Cuellar wins a key nod to regain a top House Appropriations post
Published in Political News
WASHINGTON — Democrats on the House Appropriations Committee voted Thursday to recommend reinstalling Rep. Henry Cuellar as the ranking member of the panel’s Homeland Security subcommittee, after President Donald Trump pardoned the congressman for alleged bribery schemes.
Trump’s “full and unconditional” pardon of the Texas Democrat and his wife, Imelda, announced last week, put Democrats in the awkward position of having to decide whether to reinstate Cuellar to his former plum Appropriations post without any trial being held on the bribery charges. Cuellar and his wife have denied the charges and maintain their innocence.
“We followed the rules of the caucus,” said Connecticut Rep. Rosa DeLauro, the committee’s top Democrat, adding it is not the job of appropriators to set those rules.
But those rules appear to allow Democrats to decide as they wish. Caucus rules state that if “the charges are dismissed,” the previously indicted member automatically returns to the vacated position if he or she stepped down and could be reinstated within the same Congress. Cuellar, however, stepped down in the last Congress, shortly after he was indicted in May of 2024.
That time lag meant a vote to reinstate him was required under the rules, DeLauro said.
While the vote among appropriators marked a crucial initial step, the move needs to be approved by the Democratic Steering Committee and the full caucus to become official. Committee members did not disclose the vote tally.
Appropriators mostly kept mum about the process leaving the meeting early Thursday afternoon. Rep. Lauren Underwood, D-Ill., who served as acting ranking member on the subcommittee, didn’t take questions after the meeting.
DeLauro sent notices to Democratic appropriators last week of plans for a vote on whether to restore Cuellar as ranking member of the Homeland Security subcommittee. Cuellar and his wife were charged with accepting roughly $600,000 in bribes from the government of Azerbaijan and a foreign bank based in Mexico City.
The Texas Democrat said there were no concerns about his return to the position that were aired at the meeting on Thursday. “We got ratified,” he said.
In announcing the pardon last week, Trump wrote on social media: “Henry, I don’t know you, but you can sleep well tonight — Your nightmare is finally over!”

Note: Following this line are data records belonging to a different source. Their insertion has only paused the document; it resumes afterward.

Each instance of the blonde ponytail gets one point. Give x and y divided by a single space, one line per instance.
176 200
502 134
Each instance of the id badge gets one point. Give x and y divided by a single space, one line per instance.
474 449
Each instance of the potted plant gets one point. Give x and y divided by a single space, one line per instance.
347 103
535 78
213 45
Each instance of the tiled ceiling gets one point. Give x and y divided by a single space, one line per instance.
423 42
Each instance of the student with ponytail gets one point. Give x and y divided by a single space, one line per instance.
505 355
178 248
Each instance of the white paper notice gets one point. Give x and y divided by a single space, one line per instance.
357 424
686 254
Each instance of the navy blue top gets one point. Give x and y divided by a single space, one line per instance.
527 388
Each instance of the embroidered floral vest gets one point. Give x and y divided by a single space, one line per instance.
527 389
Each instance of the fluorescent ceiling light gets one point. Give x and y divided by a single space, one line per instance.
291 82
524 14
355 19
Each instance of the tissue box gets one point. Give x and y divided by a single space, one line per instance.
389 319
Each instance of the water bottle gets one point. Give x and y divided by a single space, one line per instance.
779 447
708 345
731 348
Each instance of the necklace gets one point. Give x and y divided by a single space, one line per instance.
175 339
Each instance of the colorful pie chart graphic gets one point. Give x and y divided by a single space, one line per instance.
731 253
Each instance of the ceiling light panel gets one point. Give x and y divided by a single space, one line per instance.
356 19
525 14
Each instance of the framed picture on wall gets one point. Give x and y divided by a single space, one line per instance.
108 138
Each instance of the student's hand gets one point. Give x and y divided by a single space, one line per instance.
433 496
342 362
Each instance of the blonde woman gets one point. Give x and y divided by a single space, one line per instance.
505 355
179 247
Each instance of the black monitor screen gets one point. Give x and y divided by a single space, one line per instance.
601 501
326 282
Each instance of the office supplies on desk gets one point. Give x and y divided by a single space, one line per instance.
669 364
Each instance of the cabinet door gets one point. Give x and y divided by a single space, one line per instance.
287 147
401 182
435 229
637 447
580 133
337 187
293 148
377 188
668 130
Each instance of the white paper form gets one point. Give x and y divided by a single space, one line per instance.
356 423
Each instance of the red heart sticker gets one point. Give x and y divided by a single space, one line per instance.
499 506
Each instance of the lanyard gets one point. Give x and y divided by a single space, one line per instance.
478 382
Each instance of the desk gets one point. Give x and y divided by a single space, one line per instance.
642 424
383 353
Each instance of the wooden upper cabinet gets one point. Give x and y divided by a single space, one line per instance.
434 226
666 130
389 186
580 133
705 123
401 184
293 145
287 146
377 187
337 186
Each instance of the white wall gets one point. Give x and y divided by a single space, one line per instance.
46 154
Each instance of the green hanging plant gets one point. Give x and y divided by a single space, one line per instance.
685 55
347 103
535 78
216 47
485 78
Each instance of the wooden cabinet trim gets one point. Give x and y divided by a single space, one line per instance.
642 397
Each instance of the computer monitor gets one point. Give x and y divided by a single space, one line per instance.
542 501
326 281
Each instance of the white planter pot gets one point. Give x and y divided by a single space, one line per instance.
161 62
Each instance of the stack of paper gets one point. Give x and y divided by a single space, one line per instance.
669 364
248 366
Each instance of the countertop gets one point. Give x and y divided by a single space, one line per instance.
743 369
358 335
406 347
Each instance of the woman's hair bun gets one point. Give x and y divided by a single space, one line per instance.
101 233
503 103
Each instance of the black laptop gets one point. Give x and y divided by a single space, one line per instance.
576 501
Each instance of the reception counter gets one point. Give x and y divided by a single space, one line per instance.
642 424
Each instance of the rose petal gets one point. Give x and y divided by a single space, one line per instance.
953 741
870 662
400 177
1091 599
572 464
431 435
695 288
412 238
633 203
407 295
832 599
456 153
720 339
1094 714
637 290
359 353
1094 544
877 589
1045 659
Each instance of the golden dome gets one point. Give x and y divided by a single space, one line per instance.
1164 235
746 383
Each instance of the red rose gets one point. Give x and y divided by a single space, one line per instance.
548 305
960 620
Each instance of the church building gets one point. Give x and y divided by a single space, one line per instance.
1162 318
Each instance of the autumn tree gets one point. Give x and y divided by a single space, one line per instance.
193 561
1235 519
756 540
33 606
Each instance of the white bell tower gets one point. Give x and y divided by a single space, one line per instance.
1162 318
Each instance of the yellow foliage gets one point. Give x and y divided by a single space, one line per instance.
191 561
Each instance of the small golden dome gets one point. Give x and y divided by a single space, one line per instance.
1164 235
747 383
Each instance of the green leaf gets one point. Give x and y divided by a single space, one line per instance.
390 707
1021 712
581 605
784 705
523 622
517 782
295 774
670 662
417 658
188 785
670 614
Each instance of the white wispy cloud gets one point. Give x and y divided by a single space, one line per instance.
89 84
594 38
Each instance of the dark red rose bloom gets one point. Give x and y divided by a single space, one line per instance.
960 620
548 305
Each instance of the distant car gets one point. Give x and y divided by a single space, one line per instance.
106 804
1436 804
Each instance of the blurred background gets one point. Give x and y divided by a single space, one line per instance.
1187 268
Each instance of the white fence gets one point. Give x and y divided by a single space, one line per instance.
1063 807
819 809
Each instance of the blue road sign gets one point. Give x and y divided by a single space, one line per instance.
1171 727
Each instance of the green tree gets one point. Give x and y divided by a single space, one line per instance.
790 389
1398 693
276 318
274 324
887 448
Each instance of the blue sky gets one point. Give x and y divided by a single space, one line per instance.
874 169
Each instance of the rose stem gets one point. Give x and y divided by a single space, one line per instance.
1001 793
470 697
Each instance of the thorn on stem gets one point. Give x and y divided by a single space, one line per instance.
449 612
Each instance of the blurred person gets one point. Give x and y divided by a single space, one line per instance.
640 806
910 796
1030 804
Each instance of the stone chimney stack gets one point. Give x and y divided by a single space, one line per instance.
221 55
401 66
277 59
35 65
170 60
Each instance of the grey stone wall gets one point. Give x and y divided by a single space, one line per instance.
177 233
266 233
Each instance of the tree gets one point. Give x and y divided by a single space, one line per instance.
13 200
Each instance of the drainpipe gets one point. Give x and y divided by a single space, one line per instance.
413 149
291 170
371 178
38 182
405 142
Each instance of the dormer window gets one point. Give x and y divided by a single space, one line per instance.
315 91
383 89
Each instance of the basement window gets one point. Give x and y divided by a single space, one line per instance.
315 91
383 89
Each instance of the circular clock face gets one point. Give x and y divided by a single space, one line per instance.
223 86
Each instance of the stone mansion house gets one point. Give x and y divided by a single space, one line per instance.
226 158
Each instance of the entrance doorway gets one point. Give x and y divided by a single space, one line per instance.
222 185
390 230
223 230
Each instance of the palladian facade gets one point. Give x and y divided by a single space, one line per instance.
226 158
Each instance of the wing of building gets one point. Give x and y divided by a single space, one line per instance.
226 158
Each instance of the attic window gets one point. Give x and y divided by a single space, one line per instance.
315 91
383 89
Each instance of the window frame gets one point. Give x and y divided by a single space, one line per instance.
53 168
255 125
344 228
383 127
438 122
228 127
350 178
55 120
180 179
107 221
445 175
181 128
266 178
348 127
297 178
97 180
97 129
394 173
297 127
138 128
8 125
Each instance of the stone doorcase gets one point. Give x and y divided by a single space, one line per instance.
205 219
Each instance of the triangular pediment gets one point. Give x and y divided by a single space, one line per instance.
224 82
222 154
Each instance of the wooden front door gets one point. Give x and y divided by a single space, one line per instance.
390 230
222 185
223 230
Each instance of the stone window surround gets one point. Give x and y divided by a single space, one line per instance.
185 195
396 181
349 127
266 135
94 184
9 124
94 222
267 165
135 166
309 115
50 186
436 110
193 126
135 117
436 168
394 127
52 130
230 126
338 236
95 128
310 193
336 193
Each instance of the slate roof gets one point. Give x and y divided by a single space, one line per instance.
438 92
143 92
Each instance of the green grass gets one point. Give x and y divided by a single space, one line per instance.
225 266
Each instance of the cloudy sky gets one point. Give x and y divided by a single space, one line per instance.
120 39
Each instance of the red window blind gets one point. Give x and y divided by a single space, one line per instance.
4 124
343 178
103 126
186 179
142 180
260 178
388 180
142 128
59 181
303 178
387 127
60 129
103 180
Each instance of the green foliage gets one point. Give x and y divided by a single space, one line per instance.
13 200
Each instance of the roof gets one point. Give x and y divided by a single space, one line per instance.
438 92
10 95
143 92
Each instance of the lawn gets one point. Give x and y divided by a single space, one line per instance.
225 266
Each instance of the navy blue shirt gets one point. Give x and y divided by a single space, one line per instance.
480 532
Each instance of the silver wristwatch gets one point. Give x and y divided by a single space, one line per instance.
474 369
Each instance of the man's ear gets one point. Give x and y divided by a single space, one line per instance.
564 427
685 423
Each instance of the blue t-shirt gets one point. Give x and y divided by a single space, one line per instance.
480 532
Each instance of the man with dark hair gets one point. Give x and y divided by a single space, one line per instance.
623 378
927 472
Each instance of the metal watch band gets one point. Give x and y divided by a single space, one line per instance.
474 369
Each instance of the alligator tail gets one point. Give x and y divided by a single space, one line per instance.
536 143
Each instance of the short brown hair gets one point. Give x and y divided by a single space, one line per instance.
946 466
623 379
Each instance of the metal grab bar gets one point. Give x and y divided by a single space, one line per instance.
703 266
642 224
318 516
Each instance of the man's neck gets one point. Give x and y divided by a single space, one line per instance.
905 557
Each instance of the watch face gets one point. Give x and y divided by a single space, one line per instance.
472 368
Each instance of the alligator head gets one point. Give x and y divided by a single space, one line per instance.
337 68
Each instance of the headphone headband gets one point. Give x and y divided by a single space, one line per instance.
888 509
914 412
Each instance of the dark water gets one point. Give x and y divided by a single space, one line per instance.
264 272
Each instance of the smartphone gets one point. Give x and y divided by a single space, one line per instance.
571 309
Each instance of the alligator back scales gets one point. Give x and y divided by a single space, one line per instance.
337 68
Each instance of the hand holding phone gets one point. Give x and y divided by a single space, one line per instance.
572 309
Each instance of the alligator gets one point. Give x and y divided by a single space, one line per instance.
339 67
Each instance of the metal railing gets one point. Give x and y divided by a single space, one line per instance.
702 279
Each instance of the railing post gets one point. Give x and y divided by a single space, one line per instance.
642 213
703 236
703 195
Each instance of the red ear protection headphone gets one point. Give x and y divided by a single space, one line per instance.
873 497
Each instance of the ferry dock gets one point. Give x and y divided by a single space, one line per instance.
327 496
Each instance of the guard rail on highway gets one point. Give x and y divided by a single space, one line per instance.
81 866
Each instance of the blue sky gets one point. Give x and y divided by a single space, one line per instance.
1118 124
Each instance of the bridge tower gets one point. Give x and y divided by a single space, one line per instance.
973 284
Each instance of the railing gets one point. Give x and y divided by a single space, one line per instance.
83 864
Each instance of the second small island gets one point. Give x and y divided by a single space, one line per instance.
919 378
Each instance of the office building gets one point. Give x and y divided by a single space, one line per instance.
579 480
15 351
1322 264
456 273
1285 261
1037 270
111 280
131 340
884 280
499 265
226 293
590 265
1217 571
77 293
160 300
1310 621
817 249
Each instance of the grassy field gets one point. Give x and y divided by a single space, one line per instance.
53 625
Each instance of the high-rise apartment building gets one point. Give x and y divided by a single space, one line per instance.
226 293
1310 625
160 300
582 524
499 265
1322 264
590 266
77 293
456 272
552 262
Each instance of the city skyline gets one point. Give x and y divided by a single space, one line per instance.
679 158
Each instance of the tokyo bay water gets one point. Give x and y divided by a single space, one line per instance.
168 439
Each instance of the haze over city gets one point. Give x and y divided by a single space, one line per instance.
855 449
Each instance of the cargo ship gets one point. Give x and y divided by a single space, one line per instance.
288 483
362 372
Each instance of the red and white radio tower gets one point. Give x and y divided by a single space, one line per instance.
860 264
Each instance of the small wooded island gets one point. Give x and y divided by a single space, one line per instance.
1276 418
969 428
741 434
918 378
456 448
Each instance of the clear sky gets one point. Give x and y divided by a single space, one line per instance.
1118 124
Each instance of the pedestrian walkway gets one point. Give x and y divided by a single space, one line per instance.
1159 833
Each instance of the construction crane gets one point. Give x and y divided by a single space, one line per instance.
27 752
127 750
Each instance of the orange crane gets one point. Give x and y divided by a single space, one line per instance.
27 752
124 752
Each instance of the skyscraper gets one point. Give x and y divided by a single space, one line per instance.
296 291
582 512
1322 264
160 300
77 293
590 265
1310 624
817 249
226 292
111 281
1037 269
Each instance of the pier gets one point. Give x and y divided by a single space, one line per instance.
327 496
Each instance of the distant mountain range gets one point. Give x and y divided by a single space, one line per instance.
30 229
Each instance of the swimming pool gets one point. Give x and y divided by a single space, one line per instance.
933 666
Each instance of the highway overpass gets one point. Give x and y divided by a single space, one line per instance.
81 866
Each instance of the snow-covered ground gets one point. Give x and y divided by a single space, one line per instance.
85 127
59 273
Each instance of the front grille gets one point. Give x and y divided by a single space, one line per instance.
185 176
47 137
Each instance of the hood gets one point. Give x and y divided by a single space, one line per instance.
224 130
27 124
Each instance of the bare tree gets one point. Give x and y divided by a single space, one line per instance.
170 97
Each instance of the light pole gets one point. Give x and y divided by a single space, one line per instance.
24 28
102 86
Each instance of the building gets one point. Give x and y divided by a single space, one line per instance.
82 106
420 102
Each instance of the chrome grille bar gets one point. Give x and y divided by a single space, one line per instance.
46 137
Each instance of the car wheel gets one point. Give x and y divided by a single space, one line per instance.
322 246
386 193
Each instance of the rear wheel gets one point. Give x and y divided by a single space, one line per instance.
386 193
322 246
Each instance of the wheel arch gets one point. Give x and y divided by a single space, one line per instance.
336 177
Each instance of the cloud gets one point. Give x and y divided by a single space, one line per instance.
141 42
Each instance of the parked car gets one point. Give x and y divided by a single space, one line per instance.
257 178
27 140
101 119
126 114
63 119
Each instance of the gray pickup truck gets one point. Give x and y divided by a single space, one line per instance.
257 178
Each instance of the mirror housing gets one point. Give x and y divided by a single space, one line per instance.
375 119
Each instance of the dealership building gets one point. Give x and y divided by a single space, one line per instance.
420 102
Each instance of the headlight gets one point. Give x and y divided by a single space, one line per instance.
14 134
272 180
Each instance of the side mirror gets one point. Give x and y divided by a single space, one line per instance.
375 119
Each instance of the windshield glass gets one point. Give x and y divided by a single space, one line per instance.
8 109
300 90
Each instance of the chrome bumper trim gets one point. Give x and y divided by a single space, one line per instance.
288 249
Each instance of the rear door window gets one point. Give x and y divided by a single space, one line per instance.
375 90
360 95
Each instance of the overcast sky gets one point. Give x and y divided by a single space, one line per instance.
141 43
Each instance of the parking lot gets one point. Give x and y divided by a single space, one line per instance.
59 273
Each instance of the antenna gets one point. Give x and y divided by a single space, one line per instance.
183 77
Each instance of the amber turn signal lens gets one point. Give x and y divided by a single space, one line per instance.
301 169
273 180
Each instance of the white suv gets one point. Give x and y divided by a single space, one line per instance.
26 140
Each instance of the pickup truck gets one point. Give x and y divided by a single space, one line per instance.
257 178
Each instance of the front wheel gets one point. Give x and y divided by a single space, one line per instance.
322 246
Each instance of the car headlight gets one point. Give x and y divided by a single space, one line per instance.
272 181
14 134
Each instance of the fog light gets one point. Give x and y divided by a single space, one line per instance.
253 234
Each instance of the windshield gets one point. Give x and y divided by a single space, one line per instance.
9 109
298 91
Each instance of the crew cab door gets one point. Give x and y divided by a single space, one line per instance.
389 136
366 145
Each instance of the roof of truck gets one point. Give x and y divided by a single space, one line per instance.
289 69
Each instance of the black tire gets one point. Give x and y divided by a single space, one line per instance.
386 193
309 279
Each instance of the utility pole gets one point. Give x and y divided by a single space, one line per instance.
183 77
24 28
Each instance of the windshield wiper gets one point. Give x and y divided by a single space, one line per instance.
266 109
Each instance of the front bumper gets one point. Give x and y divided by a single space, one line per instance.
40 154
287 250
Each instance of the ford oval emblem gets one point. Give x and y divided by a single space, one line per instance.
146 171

Less than a week later, Trump criticized the congressman for not switching parties at a time House Republicans are seeing a rising tally of members announcing retirements this year.
The decision comes at a critical time for appropriators as Congress stares down a tight time crunch to wrap up nine long-delayed fiscal 2026 appropriations bills by a Jan. 30 deadline. And some negotiators are already speculating about the prospect of another yearlong stopgap funding extension for the Department of Homeland Security.
While House Republicans have released their full-year funding proposal for Homeland Security, the Senate has yet to unveil its version.